In this notebook, we use clustering techniques to categorize street segments into classes of temporal patterns of Strava activities. We used continuous signal processing to group sample of street segments in National Parks across England into distinct classes of temporal activities that varied based on overall volume and daily patterns. Findings from this work can use this data to strategically place counters across these trails to efficiently capture visitation counts that better represent the visitation counts in protected landscapes.
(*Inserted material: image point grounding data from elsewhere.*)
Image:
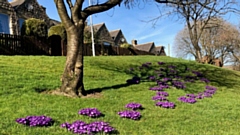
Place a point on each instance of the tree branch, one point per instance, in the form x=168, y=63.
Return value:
x=62, y=11
x=100, y=8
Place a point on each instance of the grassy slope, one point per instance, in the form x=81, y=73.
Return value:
x=22, y=78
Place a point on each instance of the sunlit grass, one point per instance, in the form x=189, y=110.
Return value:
x=24, y=77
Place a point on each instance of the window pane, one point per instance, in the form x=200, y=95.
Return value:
x=20, y=21
x=4, y=24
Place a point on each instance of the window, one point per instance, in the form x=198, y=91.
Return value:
x=106, y=43
x=20, y=22
x=4, y=24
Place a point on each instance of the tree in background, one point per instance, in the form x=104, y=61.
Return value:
x=34, y=27
x=74, y=23
x=195, y=11
x=218, y=39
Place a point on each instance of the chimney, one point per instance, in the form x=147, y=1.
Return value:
x=134, y=42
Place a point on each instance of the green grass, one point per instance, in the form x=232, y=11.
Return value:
x=24, y=77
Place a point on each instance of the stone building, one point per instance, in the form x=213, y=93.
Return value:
x=149, y=47
x=118, y=37
x=13, y=14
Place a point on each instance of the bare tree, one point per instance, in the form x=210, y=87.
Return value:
x=195, y=11
x=218, y=39
x=74, y=22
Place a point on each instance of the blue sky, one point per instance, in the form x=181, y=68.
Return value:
x=133, y=22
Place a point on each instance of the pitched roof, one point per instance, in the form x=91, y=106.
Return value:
x=54, y=22
x=144, y=47
x=17, y=2
x=96, y=27
x=114, y=33
x=158, y=48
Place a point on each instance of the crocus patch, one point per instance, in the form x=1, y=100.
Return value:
x=166, y=104
x=134, y=115
x=91, y=112
x=34, y=121
x=80, y=127
x=134, y=106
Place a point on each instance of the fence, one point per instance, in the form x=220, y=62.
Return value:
x=23, y=45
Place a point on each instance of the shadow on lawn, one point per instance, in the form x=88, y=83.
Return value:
x=98, y=90
x=217, y=76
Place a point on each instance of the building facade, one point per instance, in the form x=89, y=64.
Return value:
x=13, y=14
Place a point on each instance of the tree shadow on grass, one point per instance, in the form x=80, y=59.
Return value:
x=217, y=76
x=98, y=90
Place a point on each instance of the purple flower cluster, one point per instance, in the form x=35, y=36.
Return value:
x=158, y=97
x=166, y=104
x=178, y=84
x=210, y=90
x=80, y=127
x=91, y=112
x=198, y=74
x=134, y=80
x=134, y=115
x=134, y=106
x=191, y=98
x=187, y=99
x=204, y=80
x=146, y=65
x=152, y=78
x=36, y=121
x=162, y=93
x=160, y=63
x=158, y=88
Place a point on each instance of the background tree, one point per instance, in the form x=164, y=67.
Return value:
x=217, y=39
x=195, y=11
x=34, y=27
x=74, y=23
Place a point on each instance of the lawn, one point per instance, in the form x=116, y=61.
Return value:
x=25, y=79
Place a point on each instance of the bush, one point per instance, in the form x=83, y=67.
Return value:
x=34, y=27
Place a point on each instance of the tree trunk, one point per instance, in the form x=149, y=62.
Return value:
x=72, y=78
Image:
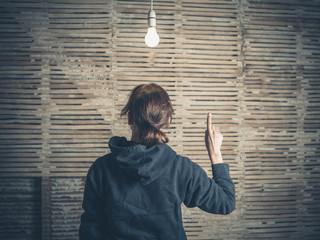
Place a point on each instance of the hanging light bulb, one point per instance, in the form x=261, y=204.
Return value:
x=152, y=39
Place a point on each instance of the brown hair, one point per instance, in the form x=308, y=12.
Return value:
x=149, y=108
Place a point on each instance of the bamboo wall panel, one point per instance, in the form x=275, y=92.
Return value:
x=20, y=208
x=68, y=66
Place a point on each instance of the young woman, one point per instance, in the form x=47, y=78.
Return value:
x=136, y=191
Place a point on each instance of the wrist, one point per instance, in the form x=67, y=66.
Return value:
x=216, y=157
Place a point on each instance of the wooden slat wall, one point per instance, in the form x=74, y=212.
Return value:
x=67, y=67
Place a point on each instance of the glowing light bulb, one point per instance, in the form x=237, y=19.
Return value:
x=152, y=39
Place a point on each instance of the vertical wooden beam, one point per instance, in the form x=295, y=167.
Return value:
x=242, y=110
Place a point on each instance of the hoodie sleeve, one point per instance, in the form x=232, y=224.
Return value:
x=92, y=220
x=216, y=195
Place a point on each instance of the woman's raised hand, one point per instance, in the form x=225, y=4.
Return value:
x=213, y=139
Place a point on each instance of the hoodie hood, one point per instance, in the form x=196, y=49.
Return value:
x=147, y=163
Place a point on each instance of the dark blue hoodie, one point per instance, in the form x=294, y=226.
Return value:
x=136, y=192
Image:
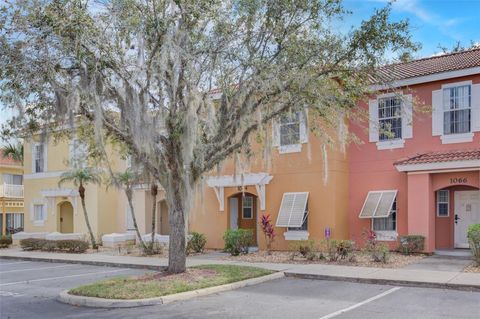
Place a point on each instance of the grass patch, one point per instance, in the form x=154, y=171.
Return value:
x=162, y=284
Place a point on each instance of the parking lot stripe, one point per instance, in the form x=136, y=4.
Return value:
x=339, y=312
x=16, y=263
x=28, y=269
x=62, y=277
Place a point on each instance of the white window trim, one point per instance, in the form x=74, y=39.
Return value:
x=447, y=202
x=459, y=137
x=387, y=235
x=397, y=142
x=292, y=148
x=45, y=157
x=243, y=206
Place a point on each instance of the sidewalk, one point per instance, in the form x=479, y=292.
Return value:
x=405, y=277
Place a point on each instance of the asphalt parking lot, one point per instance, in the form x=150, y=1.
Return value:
x=28, y=290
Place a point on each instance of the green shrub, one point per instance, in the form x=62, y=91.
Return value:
x=473, y=235
x=5, y=241
x=411, y=244
x=69, y=246
x=380, y=253
x=72, y=245
x=196, y=243
x=345, y=249
x=237, y=241
x=32, y=243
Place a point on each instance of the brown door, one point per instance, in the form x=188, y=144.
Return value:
x=247, y=215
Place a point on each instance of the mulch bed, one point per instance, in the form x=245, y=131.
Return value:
x=472, y=268
x=396, y=260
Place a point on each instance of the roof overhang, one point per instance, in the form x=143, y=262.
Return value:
x=473, y=164
x=239, y=180
x=427, y=78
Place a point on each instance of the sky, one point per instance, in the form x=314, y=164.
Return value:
x=434, y=23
**Based on the following work**

https://findingspress.org/article/10828-where-to-put-bike-counters-stratifying-bicycling-patterns-in-the-city-using-crowdsourced-data



In [None]:
%reload_ext autoreload
%autoreload 2

# All the packages are defined in the Config file
from model_packages import *

# All the variables are defined in the Config file
from model_config import *

# All the functions are defined in the Config file
from model_utils import *





**Gather Strava pedestrian activity data for a sample of trails across different National Parks**

In [None]:
# Preprocess Strava Metro data
'''
The data is for specific 
locations with daily
frequency count of activities
'''

folder_list=[name for name in os.listdir(strava_data_loc_np) if os.path.isdir(os.path.join(strava_data_loc_np, name)) ]


str_csv=[]

str_shp=[]
for folder in folder_list:
    
    file_list=os.listdir(strava_data_loc_np+folder)
    print(folder)
    
    csv_file=[x for x in file_list if x.endswith(".csv")][0]
    
    shp_file=[x for x in file_list if x.endswith(".shp")][0]
    
    # Shape files and Strava edge ids.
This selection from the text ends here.